I also felt that my emotional and creative expression was terribly stifled. The range of things you're allowed to express as a white hetero male, especially emotionally, can feel very constraining. Your expressions, your mode of dress, and so on, are critically examined all the time to make sure you "stay in line." I don't recall being explicitly told that "boys don't cry," but it was more than obvious that crying was forbidden. "Being a man" requires a lot of effort and other men are always examining you for signs of insufficient masculinity. I went from living with a family that expected me to be stoic, to a marriage with a wife who expected me to be stoic.

I often felt that the only emotion I was free to really express was anger, and when I was young, I had a LOT of it.

The mythopoeic men's movement fascinated me. It was the first time I had ever heard anyone say that lots of men felt just as constrained by their gender roles as I did. The "voice with the microphone" in this culture may be that of a white hetero male, but that doesn't mean it speaks their experience, but often offers instead only a constructed facade, the experience that they "should" feel. If white hetero men stop acting as the footsoldiers in the hegemony of domination, the elites in the upper echelons will lose their privilege, and we can't have that.

Now, my own experience might not actually be that of a white hetero male. I don't know the answer to that.
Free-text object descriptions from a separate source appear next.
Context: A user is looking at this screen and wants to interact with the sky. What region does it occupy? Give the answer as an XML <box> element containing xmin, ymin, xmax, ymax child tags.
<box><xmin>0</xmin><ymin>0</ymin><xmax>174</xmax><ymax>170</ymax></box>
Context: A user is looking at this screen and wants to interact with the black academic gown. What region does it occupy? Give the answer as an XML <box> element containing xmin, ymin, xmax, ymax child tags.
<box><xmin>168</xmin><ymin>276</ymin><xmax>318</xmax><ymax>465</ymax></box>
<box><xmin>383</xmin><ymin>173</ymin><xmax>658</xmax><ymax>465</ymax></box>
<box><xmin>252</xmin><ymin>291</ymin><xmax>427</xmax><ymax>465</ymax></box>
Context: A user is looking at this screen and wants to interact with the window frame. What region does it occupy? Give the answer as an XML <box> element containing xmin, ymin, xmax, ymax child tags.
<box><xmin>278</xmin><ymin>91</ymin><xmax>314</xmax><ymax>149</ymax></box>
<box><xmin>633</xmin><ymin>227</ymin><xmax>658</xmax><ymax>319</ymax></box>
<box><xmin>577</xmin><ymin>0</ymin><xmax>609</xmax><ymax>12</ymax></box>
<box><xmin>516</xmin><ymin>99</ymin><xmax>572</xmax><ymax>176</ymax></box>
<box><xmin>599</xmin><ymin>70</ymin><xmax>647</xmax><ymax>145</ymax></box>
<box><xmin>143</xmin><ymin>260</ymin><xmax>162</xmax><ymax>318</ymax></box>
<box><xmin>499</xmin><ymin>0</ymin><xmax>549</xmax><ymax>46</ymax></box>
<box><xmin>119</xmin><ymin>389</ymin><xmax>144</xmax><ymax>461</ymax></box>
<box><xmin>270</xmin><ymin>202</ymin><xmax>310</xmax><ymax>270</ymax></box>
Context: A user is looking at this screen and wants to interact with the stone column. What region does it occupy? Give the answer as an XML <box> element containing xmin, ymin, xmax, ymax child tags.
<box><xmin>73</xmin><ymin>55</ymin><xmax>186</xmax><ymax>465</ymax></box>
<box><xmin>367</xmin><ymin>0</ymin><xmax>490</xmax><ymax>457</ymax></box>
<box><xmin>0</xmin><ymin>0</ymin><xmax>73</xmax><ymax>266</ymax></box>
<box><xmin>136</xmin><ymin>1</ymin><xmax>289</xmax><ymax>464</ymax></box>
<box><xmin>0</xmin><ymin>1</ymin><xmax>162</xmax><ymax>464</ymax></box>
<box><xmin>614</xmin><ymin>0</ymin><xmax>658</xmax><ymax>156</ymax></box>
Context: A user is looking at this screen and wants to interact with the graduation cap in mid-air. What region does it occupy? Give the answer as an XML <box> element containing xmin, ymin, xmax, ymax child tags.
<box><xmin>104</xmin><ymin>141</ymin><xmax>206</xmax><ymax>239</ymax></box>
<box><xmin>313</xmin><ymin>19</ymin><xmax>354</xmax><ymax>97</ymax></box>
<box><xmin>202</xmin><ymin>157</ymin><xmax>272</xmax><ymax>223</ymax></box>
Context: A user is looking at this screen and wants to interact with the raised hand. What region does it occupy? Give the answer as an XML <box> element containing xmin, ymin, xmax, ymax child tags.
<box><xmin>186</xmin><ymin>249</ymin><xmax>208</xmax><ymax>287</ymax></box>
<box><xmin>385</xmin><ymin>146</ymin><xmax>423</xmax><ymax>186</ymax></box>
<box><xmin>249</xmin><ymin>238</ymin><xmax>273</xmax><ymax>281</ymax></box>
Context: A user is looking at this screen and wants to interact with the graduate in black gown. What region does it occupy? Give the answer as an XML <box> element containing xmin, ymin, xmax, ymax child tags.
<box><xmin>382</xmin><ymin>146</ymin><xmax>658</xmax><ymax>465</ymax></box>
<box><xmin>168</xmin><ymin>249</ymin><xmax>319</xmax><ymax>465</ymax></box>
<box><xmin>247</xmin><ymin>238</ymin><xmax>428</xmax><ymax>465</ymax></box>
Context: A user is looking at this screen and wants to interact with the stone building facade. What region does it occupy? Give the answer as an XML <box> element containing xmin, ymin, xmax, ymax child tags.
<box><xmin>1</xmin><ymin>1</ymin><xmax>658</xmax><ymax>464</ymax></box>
But in any case I felt that it was plainly obvious that the forces which constrained me were the same as those forces which constrained women and people of color, and it hurt when a few of the feminists I tried to say this to told me that discussion about how patriarchy hurts men is not appropriate in a feminist forum. (I didn't understand then what I do now, about how bringing up men's issues in feminist forums reflected male privilege.)
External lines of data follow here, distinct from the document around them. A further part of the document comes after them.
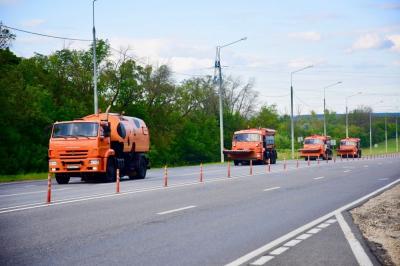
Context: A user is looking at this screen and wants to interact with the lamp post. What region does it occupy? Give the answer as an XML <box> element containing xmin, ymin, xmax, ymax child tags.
<box><xmin>385</xmin><ymin>117</ymin><xmax>388</xmax><ymax>153</ymax></box>
<box><xmin>369</xmin><ymin>100</ymin><xmax>383</xmax><ymax>155</ymax></box>
<box><xmin>215</xmin><ymin>37</ymin><xmax>247</xmax><ymax>163</ymax></box>
<box><xmin>323</xmin><ymin>81</ymin><xmax>342</xmax><ymax>136</ymax></box>
<box><xmin>290</xmin><ymin>65</ymin><xmax>313</xmax><ymax>159</ymax></box>
<box><xmin>345</xmin><ymin>92</ymin><xmax>362</xmax><ymax>138</ymax></box>
<box><xmin>92</xmin><ymin>0</ymin><xmax>98</xmax><ymax>114</ymax></box>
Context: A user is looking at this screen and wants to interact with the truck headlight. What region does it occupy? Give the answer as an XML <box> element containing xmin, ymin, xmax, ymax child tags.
<box><xmin>90</xmin><ymin>159</ymin><xmax>100</xmax><ymax>165</ymax></box>
<box><xmin>49</xmin><ymin>161</ymin><xmax>57</xmax><ymax>166</ymax></box>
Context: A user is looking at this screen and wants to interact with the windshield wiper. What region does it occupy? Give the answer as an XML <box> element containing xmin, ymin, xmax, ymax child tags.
<box><xmin>75</xmin><ymin>134</ymin><xmax>91</xmax><ymax>139</ymax></box>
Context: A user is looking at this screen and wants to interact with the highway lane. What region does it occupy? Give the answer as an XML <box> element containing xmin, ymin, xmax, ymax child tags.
<box><xmin>0</xmin><ymin>155</ymin><xmax>398</xmax><ymax>265</ymax></box>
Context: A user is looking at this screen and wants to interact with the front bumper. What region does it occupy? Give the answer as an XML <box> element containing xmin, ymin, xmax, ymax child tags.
<box><xmin>48</xmin><ymin>158</ymin><xmax>106</xmax><ymax>173</ymax></box>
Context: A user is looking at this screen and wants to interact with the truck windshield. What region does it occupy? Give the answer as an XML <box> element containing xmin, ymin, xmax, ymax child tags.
<box><xmin>341</xmin><ymin>141</ymin><xmax>356</xmax><ymax>146</ymax></box>
<box><xmin>52</xmin><ymin>122</ymin><xmax>99</xmax><ymax>138</ymax></box>
<box><xmin>234</xmin><ymin>133</ymin><xmax>261</xmax><ymax>142</ymax></box>
<box><xmin>304</xmin><ymin>139</ymin><xmax>323</xmax><ymax>145</ymax></box>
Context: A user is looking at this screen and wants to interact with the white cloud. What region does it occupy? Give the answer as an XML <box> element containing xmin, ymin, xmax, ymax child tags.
<box><xmin>21</xmin><ymin>19</ymin><xmax>46</xmax><ymax>27</ymax></box>
<box><xmin>387</xmin><ymin>34</ymin><xmax>400</xmax><ymax>52</ymax></box>
<box><xmin>288</xmin><ymin>31</ymin><xmax>321</xmax><ymax>42</ymax></box>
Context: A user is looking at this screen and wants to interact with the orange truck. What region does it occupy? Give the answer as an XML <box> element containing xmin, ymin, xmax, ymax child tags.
<box><xmin>337</xmin><ymin>138</ymin><xmax>361</xmax><ymax>158</ymax></box>
<box><xmin>48</xmin><ymin>109</ymin><xmax>150</xmax><ymax>184</ymax></box>
<box><xmin>299</xmin><ymin>135</ymin><xmax>333</xmax><ymax>160</ymax></box>
<box><xmin>223</xmin><ymin>128</ymin><xmax>277</xmax><ymax>165</ymax></box>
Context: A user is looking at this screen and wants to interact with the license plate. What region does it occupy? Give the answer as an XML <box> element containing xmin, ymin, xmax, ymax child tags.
<box><xmin>67</xmin><ymin>165</ymin><xmax>80</xmax><ymax>169</ymax></box>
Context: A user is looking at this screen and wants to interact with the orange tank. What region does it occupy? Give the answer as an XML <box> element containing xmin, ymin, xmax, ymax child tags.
<box><xmin>337</xmin><ymin>137</ymin><xmax>361</xmax><ymax>158</ymax></box>
<box><xmin>299</xmin><ymin>135</ymin><xmax>332</xmax><ymax>160</ymax></box>
<box><xmin>223</xmin><ymin>128</ymin><xmax>277</xmax><ymax>165</ymax></box>
<box><xmin>48</xmin><ymin>111</ymin><xmax>150</xmax><ymax>184</ymax></box>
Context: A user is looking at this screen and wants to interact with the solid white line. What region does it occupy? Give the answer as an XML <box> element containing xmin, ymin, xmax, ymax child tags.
<box><xmin>335</xmin><ymin>212</ymin><xmax>373</xmax><ymax>266</ymax></box>
<box><xmin>343</xmin><ymin>170</ymin><xmax>352</xmax><ymax>173</ymax></box>
<box><xmin>269</xmin><ymin>246</ymin><xmax>289</xmax><ymax>255</ymax></box>
<box><xmin>313</xmin><ymin>176</ymin><xmax>325</xmax><ymax>180</ymax></box>
<box><xmin>250</xmin><ymin>255</ymin><xmax>274</xmax><ymax>265</ymax></box>
<box><xmin>307</xmin><ymin>228</ymin><xmax>321</xmax><ymax>234</ymax></box>
<box><xmin>263</xmin><ymin>186</ymin><xmax>280</xmax><ymax>192</ymax></box>
<box><xmin>378</xmin><ymin>178</ymin><xmax>389</xmax><ymax>181</ymax></box>
<box><xmin>225</xmin><ymin>178</ymin><xmax>400</xmax><ymax>266</ymax></box>
<box><xmin>0</xmin><ymin>188</ymin><xmax>70</xmax><ymax>198</ymax></box>
<box><xmin>157</xmin><ymin>205</ymin><xmax>196</xmax><ymax>215</ymax></box>
<box><xmin>325</xmin><ymin>218</ymin><xmax>337</xmax><ymax>224</ymax></box>
<box><xmin>283</xmin><ymin>239</ymin><xmax>302</xmax><ymax>247</ymax></box>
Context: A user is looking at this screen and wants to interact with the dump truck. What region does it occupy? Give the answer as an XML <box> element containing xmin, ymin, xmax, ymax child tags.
<box><xmin>299</xmin><ymin>134</ymin><xmax>332</xmax><ymax>160</ymax></box>
<box><xmin>48</xmin><ymin>108</ymin><xmax>150</xmax><ymax>184</ymax></box>
<box><xmin>337</xmin><ymin>137</ymin><xmax>361</xmax><ymax>158</ymax></box>
<box><xmin>223</xmin><ymin>128</ymin><xmax>277</xmax><ymax>165</ymax></box>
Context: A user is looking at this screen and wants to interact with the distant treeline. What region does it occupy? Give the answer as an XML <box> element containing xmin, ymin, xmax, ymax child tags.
<box><xmin>0</xmin><ymin>41</ymin><xmax>398</xmax><ymax>174</ymax></box>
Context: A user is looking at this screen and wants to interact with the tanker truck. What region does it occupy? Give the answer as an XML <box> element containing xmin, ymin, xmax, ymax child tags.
<box><xmin>48</xmin><ymin>109</ymin><xmax>150</xmax><ymax>184</ymax></box>
<box><xmin>223</xmin><ymin>128</ymin><xmax>277</xmax><ymax>165</ymax></box>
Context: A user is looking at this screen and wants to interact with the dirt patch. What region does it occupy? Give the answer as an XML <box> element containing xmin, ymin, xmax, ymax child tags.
<box><xmin>351</xmin><ymin>184</ymin><xmax>400</xmax><ymax>266</ymax></box>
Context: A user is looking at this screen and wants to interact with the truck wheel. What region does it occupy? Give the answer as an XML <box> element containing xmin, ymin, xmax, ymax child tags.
<box><xmin>104</xmin><ymin>157</ymin><xmax>116</xmax><ymax>182</ymax></box>
<box><xmin>55</xmin><ymin>174</ymin><xmax>70</xmax><ymax>184</ymax></box>
<box><xmin>136</xmin><ymin>155</ymin><xmax>147</xmax><ymax>179</ymax></box>
<box><xmin>234</xmin><ymin>160</ymin><xmax>239</xmax><ymax>166</ymax></box>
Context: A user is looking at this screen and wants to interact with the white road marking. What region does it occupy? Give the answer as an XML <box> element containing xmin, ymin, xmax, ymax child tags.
<box><xmin>225</xmin><ymin>178</ymin><xmax>400</xmax><ymax>266</ymax></box>
<box><xmin>343</xmin><ymin>170</ymin><xmax>352</xmax><ymax>173</ymax></box>
<box><xmin>250</xmin><ymin>256</ymin><xmax>274</xmax><ymax>265</ymax></box>
<box><xmin>307</xmin><ymin>228</ymin><xmax>321</xmax><ymax>234</ymax></box>
<box><xmin>363</xmin><ymin>165</ymin><xmax>369</xmax><ymax>168</ymax></box>
<box><xmin>378</xmin><ymin>178</ymin><xmax>389</xmax><ymax>181</ymax></box>
<box><xmin>336</xmin><ymin>212</ymin><xmax>373</xmax><ymax>266</ymax></box>
<box><xmin>283</xmin><ymin>239</ymin><xmax>302</xmax><ymax>247</ymax></box>
<box><xmin>269</xmin><ymin>246</ymin><xmax>289</xmax><ymax>255</ymax></box>
<box><xmin>263</xmin><ymin>186</ymin><xmax>280</xmax><ymax>192</ymax></box>
<box><xmin>317</xmin><ymin>223</ymin><xmax>331</xmax><ymax>229</ymax></box>
<box><xmin>296</xmin><ymin>233</ymin><xmax>312</xmax><ymax>240</ymax></box>
<box><xmin>313</xmin><ymin>176</ymin><xmax>325</xmax><ymax>180</ymax></box>
<box><xmin>325</xmin><ymin>218</ymin><xmax>337</xmax><ymax>224</ymax></box>
<box><xmin>157</xmin><ymin>205</ymin><xmax>196</xmax><ymax>215</ymax></box>
<box><xmin>0</xmin><ymin>188</ymin><xmax>70</xmax><ymax>198</ymax></box>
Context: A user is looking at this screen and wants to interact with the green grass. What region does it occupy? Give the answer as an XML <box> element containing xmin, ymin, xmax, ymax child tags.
<box><xmin>0</xmin><ymin>172</ymin><xmax>48</xmax><ymax>183</ymax></box>
<box><xmin>1</xmin><ymin>139</ymin><xmax>398</xmax><ymax>183</ymax></box>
Now I see things from a different perspective. If I could speak to my younger self, I would counsel him to learn how to listen to other people's anger, because learning that enabled me to see the ways in which I was truly privileged and kept myself from seeing it. I would also counsel him to listen to perspectives without presuming an agenda.
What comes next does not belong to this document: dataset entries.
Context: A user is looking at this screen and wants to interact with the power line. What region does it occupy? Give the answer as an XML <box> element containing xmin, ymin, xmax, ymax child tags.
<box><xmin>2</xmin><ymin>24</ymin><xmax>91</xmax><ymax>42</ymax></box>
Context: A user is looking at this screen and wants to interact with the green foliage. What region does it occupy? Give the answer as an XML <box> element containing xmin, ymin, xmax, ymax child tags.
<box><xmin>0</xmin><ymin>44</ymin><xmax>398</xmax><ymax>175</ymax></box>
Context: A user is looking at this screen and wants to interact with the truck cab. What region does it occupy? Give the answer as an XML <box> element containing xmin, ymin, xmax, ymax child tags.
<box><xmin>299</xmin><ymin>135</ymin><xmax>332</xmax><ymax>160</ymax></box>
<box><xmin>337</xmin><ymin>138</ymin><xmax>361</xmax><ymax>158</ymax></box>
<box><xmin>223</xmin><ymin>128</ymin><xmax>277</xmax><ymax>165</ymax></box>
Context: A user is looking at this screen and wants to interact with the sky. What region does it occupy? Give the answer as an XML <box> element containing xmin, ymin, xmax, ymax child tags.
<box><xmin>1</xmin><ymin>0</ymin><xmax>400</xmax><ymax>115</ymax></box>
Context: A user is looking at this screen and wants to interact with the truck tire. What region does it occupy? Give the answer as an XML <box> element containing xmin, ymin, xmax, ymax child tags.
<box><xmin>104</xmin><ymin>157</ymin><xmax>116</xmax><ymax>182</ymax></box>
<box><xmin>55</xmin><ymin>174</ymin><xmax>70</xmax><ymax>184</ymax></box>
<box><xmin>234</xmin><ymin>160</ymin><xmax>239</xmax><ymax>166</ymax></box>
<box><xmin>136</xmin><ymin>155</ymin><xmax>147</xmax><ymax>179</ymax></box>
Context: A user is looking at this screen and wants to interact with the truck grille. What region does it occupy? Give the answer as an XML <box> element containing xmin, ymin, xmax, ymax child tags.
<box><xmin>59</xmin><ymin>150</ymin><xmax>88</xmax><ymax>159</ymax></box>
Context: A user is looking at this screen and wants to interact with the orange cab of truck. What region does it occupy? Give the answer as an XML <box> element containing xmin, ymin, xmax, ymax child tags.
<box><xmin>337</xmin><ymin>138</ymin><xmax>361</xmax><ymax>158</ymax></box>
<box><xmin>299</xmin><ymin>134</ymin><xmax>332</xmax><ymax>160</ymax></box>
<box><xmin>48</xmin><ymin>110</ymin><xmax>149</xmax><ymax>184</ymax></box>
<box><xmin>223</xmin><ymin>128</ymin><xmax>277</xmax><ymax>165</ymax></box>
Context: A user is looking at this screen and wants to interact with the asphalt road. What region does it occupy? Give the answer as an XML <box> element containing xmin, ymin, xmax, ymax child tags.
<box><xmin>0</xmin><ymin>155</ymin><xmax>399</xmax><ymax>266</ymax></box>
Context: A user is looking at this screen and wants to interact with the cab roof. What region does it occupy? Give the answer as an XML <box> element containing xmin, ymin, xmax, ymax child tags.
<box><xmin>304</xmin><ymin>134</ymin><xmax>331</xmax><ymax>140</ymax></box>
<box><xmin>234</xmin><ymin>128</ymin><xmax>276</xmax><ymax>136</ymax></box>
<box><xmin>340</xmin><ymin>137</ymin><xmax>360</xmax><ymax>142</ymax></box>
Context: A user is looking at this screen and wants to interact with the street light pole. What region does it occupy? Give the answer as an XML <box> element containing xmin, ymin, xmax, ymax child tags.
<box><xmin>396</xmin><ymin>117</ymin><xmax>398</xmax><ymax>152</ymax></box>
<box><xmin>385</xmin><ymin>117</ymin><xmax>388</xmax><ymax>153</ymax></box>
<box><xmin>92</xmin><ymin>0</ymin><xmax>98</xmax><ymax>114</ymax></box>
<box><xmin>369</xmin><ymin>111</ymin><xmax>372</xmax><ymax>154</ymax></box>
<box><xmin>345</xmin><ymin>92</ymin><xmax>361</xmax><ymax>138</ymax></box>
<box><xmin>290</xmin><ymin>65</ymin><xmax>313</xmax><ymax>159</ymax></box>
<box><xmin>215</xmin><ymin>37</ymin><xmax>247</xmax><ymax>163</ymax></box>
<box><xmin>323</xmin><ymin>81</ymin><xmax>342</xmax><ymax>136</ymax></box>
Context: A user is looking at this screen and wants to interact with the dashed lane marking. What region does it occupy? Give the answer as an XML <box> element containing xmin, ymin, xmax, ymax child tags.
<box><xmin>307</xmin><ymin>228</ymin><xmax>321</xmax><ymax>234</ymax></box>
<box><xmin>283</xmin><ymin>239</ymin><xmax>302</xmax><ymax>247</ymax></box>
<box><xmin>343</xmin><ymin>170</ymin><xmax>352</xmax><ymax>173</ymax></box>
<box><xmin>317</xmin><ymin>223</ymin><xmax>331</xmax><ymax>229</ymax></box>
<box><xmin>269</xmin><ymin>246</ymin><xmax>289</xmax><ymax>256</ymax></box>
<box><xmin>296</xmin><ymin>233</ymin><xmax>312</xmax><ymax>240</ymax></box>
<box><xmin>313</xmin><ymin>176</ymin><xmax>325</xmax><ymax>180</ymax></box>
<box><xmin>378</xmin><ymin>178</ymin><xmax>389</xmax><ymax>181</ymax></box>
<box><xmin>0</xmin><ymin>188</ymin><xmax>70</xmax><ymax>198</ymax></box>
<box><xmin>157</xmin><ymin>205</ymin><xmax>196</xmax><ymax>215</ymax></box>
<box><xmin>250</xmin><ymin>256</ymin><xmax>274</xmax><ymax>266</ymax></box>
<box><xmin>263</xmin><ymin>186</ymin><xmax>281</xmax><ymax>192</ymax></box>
Date: 2005-07-28 06:18 pm (UTC)
From: [identity profile] sophiaserpentia.livejournal.com
I do think that the socialization and experiences of trans women pre-transition do differ from those of men and resemble those of other women although the degree of difference and similarity varies from person to person.

Yeah. It's next to impossible for me to know what are the implications of knowing that my experience is fundamentally that of a transwoman who was forcibly socialized as a boy -- IOW, how much can I speak for men from my own experience?

I think I can speak for men at least a bit. Maybe more than a bit, but that's what's debateable.

I am loathe to speak of my perspective as a woman's perspective though. It's... well, it's my perspective before it's a transwoman's, man's, or woman's. I'll wait and see how many men, or women, or transpeople can relate most closely to these comments. So far it seems the trannies are ahead.


In transistion I didn't set out to "become a woman", but only to escape the restrictions that kept me from being myself.

That is close to how I see my transition. I see it as a survival tactic, a way to preserve my happiness and sanity. Female is not the only alternative to being male, and so becoming "pointedly-not-male" does not automatically default me to female, but in terms of what society will accept it's what's left.

I'm fond of quoting the line from Hedwig and the Angry Inch, with regard to my feelings about gender transition: "It's what [we] have to work with." It's not an ideal option, and for me at least it doesn't necessarily mean I will ever feel like an "authentic" woman, but presenting as female feels more authentic an expression of who I am, than presenting as male.